Он повернулся на спину, несколько секунд молча смотрел на Владика, потом заметил:
– Все хорошие люди спят хотя бы до семи часов утра и не мешают другим.
– И не курят по ночам, – добавил Владик.
– Гхм… – обеспокоенно произнес отец и покосился на пепельницу.
– По пять папирос, по крайней мере, не курят, – уничтожающе добавил Владик.
– Это клевета. Четыре я выкурил в кухне. Только одну в кровати.
– И все окурки принес в комнату?
– Это совершенно случайно. По забывчивости.
– А на работу ты окурки не носишь? По забывчивости!
– Я больше не буду, – жалобно сказал папа.
Владик вздохнул:
– Будешь… Ты уже сто раз обещал.
– Скверный у тебя отец…
– Недисциплинированный…
– Я перевоспитаюсь.
– Посмотрим.
– А почему ты не спишь?
– Солнце…
Такие разговоры с шутливыми перепалками случались каждое утро. После этого отец отворачивался и засыпал до семи. А Владик включал чайник
Но сегодня было не так.
– Владик, послушай-ка. Это серьезно. Я еще вчера хотел сказать… Мама письмо прислала. Мне на завод. Хочет приехать. Просит…
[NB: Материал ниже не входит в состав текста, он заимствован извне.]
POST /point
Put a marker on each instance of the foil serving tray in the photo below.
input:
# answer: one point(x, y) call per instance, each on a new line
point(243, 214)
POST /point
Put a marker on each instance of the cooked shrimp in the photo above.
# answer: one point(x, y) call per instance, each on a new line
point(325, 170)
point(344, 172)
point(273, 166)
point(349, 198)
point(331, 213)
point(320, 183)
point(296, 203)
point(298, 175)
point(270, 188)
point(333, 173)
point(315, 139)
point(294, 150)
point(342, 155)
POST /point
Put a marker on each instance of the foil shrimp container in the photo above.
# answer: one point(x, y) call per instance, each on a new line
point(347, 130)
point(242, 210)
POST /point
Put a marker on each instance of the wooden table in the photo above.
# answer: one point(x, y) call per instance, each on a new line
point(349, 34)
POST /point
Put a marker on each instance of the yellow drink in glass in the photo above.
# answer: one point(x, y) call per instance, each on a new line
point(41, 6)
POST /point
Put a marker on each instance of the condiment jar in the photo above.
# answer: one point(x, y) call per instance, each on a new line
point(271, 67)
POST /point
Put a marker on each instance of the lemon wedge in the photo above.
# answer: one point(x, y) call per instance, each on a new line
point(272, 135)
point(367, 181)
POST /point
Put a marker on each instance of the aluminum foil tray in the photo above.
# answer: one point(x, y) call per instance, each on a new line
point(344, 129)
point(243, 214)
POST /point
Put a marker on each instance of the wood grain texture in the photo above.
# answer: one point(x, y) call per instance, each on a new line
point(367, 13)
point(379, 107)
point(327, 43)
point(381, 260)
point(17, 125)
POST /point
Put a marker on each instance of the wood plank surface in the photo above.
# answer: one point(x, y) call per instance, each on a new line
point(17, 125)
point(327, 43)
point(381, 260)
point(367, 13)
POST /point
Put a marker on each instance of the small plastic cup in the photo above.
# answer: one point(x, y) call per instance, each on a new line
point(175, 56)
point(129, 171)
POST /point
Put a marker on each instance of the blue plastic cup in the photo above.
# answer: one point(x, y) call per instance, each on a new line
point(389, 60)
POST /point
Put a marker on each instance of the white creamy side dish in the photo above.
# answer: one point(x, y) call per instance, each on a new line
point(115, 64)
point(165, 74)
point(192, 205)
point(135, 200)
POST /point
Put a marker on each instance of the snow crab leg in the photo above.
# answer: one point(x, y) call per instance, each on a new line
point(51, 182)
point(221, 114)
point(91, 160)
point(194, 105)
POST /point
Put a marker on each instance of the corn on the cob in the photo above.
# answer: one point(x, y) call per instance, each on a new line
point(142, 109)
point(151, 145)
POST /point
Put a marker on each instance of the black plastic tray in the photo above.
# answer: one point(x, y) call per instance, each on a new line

То, что было в раннем детстве, до того страшного случая на бревнах, Владик не помнит. Ни комнат, где жил, ни улиц, ни деревьев, ни людей. Но одно все-таки запомнилось. Всего несколько минут из жизни. Он стоит в пальтишке, в шапке и варежках, а мама завязывает шарф. Сейчас они пойдут гулять. Владику хочется скорей на улицу, но шарф не желает завязываться. Мама дергает его концы, Владик чуть не падает. «Стой как следует», – говорит мама. Владик рад бы стоять как следует, но ему жарко. Мама одевает его рядом с горящей печкой. За чугунной дверцей голландской печи басовито гудит огонь. Горячо светится продолговатый глазок поддувала. Оно похоже на золотое яичко Курочки Рябы…
«Не вертись же ты!..»
Видимо, уже вечер. В комнате плотные синие тени, только лицо у мамы светлое. Огонь из золотого глазка освещает его. Лицо совсем не сердитое, только голос сердитый.
«Господи, мучение, а не ребенок!..»
А он совсем не мучение. Очень жарко, и воротник трет шею. А печка так и пышет. И поддувало совсем не похоже на золотое яичко. Оно – как глаз Змея Горыныча. И пламя воет злорадно и глухо. Ух ты зверь! Владик рвется из маминых рук и валенком бьет по дверце. На поддувало с лязгом падает круглая заслонка. Мамино лицо гаснет в синей темноте.
Гаснет воспоминание…
А если оно появляется снова, Владик опять ударяет ногой по воображаемой дверце. Чтобы упала железная заслонка…
– Так как же? – осторожно напомнил папа.
Надо было отвечать. Владик старательно и медленно стал подбирать слова:
– Она же не маленькая… Кто ей может запретить приехать? Только где она остановится? Ты же говорил, что в гостиницах трудно устраиваться. А тетя Надя не любит посторонних…
– Ага, – сказал папа. – Ну хорошо… Я, пожалуй, еще посплю. Ты поставишь чайник?
– Конечно.
Отец опять отвернулся к стене.
Владик зажмурился. Синяя комната, оранжевые блики огня… Сейчас это слишком долго не забывалось. Владик с размаху ударил босой ногой по ножке стола. И, словно в ответ на удар, в коридоре совсем не по-утреннему взревел звонок. Держась за ушибленные пальцы, Владик на одной ноге запрыгал к двери.
Кто мог явиться в такую рань? Конечно, Илька. Он возник на пороге слегка взъерошенный и озабоченный.
– Ты уже не спишь? Хорошо…
– Папа, между прочим, спит, – ядовито заметил Владик. – Вернее, спал, пока ты не затрезвонил как на пожаре.
– Я осторожненько нажал, – притихшим голосом объяснил Илька.
– «Осторожненько»!.. Звонку ведь все равно.
Отец крикнул из комнаты:
– Владик, что там? Телеграмма?
– Илька.
– А! Тащи его в комнату!
– Тащу.
В свете солнечной комнаты Илька предстал во всей своей красе.
– Вот пижон! – сказал Иван Сергеевич с оттенком восхищения.
Илькин костюм был легок и живописен. Все те же серенькие штаны, сандалии на босую ногу и желтая косынка с черными горошинами, повязанная как галстук. За ремень был засунут крупный молоток, а из кармана торчала ручка отвертки или стамески. Вот и всё. Если не считать четырех царапин, идущих наискосок через весь живот. Словно чья-то большая лапа цапнула Ильку. Царапины были красные и припухшие.